She says she gets her material from her world -- the adult world.
What those girls are feeling, their emotions, are no different from what an adult feels, she said.
"I've just taken those feelings and that longing to fit in, that need to be accepted and loved, that need to be seen as smart and attractive, and viable and important, and just dressed them up in smaller, more expensive clothes," Harrison said with a laugh.
Getting the Message
But is it a good thing to drill so much of the adult world's obsessions so deeply into children's literature?
Harrison says her books actually help her readers by showing how the apparently glamorous lives of her mean girl characters can be hollow.
"I don't mean to brag -- but I get literally thousands and thousands of letters, thousands and thousands of e-mails from these girls, and I do read them and not one of them has accused me of perpetuating poison into their world and their society," she said. "Every one of them says, 'I suddenly realize that it's not so important to be popular anymore. I used to be like this with our friends, but we've all changed. Truly. I really, really mean it.' They all get it."
During her reading at the bookstore, Harrison demonstrated her point.
"Do you guys get ... that I'm not saying that wearing labels on clothes," she asked the girls. "I'm not saying this is the way we should live our lives right? Do you guys understand the point of this? Would someone like to tell me what it is? I just need to hear it because I'm alone all the time."
Their answer? Yes.
"I would lip kiss you right now if I wasn't so far away," she continued. "And what do you think about girls that obsess over clothing labels. Do you think that's a good thing? Do you guys want to be like that?"
The answer? No.
"Say it again, sisters! Say it again!" Harrison instructed them.
"NO!"
Later, at least some girls -- and their moms -- said "The Clique" books help.
One mother, Robin, said she didn't have any concerns when her daughter Hannah started reading the books.

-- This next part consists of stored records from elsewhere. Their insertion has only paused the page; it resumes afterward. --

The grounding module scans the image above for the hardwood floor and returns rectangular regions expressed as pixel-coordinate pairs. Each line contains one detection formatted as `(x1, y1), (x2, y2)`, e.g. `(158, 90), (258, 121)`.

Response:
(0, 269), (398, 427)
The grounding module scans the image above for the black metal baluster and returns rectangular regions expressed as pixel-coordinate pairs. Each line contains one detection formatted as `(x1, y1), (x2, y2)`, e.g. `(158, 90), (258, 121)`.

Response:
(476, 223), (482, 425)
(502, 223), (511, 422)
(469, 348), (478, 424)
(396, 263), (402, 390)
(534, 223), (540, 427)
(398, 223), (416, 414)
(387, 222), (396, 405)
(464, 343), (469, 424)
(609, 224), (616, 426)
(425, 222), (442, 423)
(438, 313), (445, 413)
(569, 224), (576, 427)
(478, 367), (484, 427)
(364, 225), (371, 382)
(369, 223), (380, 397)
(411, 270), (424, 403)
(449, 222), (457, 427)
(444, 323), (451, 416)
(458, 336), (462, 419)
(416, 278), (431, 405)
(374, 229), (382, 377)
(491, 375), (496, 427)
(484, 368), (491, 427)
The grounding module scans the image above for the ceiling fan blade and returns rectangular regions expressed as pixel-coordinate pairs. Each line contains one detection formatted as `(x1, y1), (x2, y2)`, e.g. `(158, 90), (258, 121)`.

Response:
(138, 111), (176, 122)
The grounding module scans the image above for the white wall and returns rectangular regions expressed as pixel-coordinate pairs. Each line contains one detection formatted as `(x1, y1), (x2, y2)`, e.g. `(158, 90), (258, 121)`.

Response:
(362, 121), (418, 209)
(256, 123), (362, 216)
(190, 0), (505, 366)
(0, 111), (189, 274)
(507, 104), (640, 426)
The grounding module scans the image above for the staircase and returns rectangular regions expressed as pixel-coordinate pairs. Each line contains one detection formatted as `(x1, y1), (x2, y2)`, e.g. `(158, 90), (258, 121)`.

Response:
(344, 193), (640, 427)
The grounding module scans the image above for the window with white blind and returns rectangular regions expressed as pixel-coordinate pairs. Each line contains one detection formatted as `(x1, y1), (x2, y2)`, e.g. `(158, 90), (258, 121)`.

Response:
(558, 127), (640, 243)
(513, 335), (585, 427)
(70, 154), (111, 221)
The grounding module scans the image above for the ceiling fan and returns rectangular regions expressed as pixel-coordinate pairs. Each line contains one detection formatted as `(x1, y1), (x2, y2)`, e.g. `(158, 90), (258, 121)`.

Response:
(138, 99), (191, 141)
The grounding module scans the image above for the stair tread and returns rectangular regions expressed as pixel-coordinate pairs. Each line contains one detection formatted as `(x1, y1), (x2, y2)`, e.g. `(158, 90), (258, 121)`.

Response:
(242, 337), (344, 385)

"I didn't. Only because Hannah had gone through some stuff with some mean girl. And so, I thought it was a really good thing for her to see some other characters and how they dealt with the circumstances that she might have experienced," she said. "We come from an area where there are a lot of cliques, especially in middle school."
Robin said Hannah's experiences with her girlfriends brought them closer as mother and daughter as they looked for answers together. And one place Hannah looked for answers was in Harrison's books.
"I can talk to her about everything," Hannah said of her mom. "I actually talk to her about the books and stuff. It's cool."
So, the girls get it, this new kind of writing for children -- where the old certainties are left far behind.
"The moral of the story is," Harrison said, "accept yourself for you who are."
Accept yourself. For so many girls, that may just be the hardest task of all.